Only 5.7 percent of the nation's angel deals took place in Texas, compared with 17.7 percent in California and 12 percent in New York.
Andrew Barron, a Rice University chemistry professor who holds 20 patents and has started five companies, said Houston capital not only sticks with the industry the investors know, it shies away from the new.
"It tends to focus on the present technology, or the very near-term technology," he said. "The other problem I see ... is providing information to the investors on technology that is a little outside their comfort zone."
Natasha Greenwood, Photographer
This parochial approach, and the failure of entrepreneurs to make compelling pitches, misses the great angel investing opportunities coming out of Houston research centers and the many business incubators and accelerators. Generally, an incubator helps an entrepreneur turn an idea into a business, while an accelerator prepares the business to raise capital and expand.
The Texas Medical Center opened a 100,000-square-foot accelerator on Thursday, and the University of Houston will open an incubator soon.

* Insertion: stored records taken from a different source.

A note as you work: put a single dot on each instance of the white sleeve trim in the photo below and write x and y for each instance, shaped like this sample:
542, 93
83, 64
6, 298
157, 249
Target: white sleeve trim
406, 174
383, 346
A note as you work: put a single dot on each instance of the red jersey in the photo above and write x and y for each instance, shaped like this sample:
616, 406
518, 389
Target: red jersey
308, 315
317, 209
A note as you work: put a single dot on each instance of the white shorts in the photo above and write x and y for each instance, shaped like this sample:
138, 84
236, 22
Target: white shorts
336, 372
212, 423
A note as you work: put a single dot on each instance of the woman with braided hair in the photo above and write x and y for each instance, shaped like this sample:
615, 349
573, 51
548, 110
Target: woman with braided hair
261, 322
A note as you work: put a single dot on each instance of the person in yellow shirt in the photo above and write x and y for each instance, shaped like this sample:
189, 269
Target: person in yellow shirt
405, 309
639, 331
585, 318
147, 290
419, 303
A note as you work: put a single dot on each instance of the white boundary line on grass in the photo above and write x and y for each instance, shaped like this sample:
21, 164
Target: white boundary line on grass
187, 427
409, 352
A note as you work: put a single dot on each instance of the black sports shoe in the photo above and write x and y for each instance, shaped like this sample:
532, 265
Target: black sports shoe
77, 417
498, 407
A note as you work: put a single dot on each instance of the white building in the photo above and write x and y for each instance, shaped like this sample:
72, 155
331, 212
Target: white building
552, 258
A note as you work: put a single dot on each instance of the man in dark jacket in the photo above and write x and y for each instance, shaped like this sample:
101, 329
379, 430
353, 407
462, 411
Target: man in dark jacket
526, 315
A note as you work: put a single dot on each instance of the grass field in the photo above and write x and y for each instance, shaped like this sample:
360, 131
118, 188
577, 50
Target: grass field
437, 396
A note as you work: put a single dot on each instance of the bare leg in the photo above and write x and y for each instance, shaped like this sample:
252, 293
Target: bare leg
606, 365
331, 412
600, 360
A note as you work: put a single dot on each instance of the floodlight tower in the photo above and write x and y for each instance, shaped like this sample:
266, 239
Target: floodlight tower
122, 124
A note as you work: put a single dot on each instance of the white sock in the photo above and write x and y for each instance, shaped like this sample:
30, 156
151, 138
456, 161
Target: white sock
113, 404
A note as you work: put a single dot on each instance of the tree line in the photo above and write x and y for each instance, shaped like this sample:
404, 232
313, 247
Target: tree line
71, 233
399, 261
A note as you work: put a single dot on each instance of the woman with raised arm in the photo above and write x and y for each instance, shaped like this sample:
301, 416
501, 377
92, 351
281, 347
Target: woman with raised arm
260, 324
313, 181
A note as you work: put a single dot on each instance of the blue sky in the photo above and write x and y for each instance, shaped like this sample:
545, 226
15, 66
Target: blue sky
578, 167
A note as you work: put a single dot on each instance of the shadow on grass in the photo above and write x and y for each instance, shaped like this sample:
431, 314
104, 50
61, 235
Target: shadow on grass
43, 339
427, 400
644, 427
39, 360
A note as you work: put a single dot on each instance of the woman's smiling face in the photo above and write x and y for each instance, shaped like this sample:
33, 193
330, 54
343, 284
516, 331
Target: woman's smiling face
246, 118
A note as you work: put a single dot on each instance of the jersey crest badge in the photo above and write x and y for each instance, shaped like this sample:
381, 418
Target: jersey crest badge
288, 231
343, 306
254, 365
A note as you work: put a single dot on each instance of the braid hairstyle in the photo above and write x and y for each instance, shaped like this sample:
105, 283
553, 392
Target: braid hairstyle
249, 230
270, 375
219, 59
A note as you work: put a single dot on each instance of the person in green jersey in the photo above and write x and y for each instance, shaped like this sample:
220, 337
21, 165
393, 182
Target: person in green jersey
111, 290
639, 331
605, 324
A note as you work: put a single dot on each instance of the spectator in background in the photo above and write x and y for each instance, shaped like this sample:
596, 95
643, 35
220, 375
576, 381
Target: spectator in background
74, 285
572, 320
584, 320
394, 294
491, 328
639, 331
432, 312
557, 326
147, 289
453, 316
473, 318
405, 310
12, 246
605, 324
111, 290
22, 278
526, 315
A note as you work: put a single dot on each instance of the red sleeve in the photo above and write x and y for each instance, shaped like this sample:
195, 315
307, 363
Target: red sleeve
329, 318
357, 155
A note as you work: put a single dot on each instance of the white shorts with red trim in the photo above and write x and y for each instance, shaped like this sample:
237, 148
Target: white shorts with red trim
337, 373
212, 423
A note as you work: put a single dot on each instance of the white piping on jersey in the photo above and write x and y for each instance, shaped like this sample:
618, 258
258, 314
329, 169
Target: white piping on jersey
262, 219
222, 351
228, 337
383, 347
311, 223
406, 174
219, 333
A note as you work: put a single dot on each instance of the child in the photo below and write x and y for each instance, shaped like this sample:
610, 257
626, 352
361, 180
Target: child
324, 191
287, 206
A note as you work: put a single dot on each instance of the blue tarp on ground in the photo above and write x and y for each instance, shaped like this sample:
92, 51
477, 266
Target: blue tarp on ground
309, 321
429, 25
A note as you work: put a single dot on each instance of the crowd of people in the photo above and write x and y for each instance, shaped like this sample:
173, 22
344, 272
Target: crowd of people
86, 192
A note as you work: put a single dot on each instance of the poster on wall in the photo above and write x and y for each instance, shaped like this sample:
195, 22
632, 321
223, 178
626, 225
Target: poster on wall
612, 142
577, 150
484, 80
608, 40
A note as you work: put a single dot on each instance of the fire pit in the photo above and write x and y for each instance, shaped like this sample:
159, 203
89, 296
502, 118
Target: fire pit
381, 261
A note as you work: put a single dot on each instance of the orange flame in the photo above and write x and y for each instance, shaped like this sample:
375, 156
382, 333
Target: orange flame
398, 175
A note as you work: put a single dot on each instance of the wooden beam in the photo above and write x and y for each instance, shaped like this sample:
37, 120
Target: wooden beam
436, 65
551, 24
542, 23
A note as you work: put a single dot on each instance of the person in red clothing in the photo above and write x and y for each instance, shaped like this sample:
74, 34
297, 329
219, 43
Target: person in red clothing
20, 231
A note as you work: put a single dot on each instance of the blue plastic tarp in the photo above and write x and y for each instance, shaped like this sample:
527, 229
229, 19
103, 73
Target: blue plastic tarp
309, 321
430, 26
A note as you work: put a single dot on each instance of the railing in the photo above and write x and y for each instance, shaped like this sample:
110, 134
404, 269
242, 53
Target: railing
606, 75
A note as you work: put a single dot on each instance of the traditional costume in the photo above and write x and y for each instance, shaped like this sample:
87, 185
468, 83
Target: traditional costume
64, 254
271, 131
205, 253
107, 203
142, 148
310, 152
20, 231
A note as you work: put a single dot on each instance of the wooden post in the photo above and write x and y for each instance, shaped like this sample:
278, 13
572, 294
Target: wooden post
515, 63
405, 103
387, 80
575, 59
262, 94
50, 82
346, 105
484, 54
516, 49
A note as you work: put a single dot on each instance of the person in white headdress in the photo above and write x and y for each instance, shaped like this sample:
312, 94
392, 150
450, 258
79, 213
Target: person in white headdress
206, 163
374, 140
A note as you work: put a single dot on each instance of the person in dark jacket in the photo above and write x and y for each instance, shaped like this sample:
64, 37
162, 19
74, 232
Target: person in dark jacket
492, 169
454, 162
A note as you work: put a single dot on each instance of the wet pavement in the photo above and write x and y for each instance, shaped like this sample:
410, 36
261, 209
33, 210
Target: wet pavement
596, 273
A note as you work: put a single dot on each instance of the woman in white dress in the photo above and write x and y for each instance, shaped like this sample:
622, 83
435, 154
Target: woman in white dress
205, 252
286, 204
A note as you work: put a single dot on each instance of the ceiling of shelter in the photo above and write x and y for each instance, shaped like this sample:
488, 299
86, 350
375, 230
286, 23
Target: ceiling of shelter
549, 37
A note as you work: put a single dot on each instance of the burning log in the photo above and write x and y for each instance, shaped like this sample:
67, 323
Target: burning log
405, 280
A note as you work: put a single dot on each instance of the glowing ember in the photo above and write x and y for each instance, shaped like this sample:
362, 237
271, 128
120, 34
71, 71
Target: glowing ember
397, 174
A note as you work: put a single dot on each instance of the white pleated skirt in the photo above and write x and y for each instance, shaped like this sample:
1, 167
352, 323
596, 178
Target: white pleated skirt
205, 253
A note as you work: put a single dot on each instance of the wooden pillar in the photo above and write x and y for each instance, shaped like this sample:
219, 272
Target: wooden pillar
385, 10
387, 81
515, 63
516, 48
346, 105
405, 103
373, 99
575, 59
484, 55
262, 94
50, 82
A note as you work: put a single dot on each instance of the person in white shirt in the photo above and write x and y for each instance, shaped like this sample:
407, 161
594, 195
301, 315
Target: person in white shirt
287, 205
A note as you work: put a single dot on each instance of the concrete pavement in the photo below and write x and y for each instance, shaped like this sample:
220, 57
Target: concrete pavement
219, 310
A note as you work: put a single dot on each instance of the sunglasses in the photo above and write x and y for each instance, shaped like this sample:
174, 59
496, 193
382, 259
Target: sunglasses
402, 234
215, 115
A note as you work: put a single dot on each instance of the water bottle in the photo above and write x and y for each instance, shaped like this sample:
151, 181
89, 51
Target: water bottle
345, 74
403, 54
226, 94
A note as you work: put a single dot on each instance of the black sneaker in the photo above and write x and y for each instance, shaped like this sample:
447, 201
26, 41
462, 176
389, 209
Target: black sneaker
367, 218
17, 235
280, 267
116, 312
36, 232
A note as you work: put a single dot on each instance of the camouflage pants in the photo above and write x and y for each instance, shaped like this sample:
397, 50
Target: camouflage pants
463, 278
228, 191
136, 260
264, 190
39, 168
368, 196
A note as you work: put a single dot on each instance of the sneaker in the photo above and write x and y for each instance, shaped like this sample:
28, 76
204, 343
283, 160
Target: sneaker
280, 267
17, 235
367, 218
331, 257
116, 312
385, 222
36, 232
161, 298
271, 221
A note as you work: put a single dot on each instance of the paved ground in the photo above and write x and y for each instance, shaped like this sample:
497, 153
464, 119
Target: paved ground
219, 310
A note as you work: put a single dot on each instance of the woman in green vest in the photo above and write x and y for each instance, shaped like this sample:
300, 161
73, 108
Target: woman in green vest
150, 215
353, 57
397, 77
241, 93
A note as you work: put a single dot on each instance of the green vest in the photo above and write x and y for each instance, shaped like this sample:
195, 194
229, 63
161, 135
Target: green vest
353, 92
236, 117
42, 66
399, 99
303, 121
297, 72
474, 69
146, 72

That doesn't include the many private and nonprofit programs to help startups in Greater Houston.
Pickens and Barron were speaking at the Houston Technology Center's annual Goradia Innovation Prize ceremony, where judges choose the best startups from the Houston Gulf Coast Region. The winners, which received cash prizes, included businesses that are on the brink of putting new, potentially revolutionary products on the market:
-Third place: Vax-Immunune, which developed a test and vaccine for ureaplasma bacteria, a common infection that can cause miscarriages, premature births and infertility.
-Second place: Brevitest Technologies, which has a method for completing blood screens within minutes in a doctor's office, eliminating the need for a lab.

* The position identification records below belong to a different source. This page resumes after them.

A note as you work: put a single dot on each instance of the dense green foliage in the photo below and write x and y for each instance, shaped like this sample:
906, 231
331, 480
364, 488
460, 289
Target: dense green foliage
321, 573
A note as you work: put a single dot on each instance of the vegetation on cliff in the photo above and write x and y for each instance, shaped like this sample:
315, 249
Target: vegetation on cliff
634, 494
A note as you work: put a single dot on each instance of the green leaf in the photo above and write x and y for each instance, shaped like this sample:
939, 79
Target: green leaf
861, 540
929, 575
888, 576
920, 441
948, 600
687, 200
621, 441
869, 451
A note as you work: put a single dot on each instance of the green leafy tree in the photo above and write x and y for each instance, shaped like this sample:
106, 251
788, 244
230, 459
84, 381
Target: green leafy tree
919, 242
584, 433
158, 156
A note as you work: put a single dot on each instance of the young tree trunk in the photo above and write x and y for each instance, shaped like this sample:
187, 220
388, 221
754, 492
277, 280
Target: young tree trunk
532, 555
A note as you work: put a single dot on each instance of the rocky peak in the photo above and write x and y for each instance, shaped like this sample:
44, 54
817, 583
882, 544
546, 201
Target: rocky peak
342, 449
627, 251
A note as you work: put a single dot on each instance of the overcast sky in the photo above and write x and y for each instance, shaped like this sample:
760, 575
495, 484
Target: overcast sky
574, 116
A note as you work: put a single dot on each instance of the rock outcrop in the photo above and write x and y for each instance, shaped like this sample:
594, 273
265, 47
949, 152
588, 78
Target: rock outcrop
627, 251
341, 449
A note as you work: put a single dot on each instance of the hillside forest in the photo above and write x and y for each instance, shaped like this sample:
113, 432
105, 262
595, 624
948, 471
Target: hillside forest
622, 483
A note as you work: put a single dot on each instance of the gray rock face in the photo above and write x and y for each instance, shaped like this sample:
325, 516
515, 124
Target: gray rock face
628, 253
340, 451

-First place: Big Delta Systems, which has patented a way to make flexible free-form batteries for small devices.
Natasha Greenwood, Photographer
-Grand prize: NanoLinea, manufacturer of a carbon nanotube suture that can help heart attack survivors cope with irregular heartbeats.
More than 50 startups participated in the Houston Technology Center's conference to attract that elusive Houston angel investor. The most surprising fact about angel investing is how little money is at risk, and how angels often group together. More than 75 percent of angel deals are made within the investor's home region.
David Steakley, current chairman of the 80-member Houston Angel Network, said the average investment is $400,000 per deal, with each angel contributing an average of $25,000. The pre-revenue value of these startups is typically between $1.5 million and $3 million, well before venture capitalists or private equity gets involved.
"When we think about what is the prospect of being paid back, we're really thinking about the mergers and acquisitions market," he said. "A good average is a $50 million exit price for the company."
Steakley said that big corporations increasingly rely on startups for research and development. These industry giants will invest in the startups as they show promise and then buy them when the product is ready for market.
To make this kind of early-stage investment, a person must first become an accredited investor with the Securities and Exchange Commission. To qualify, an individual must have a net worth greater than $1 million, excluding their primary residence, and more than $200,000 in annual income over the previous two years and an expectation that the income will continue.
Pickens said the descendants of the early oil and gas pioneers too often forget that their ancestors made their fortune betting on their era's cutting edge technology, the combustion engine and plastics. He said today's investors would do well to follow their ancestors footsteps and look for the next big thing.
Angel investing is not easy money, by any means. Most businesses fail, and those that survive often struggle for years. But these investments can diversify a portfolio, and if the company succeeds, the patent offers a potentially lucrative monopoly.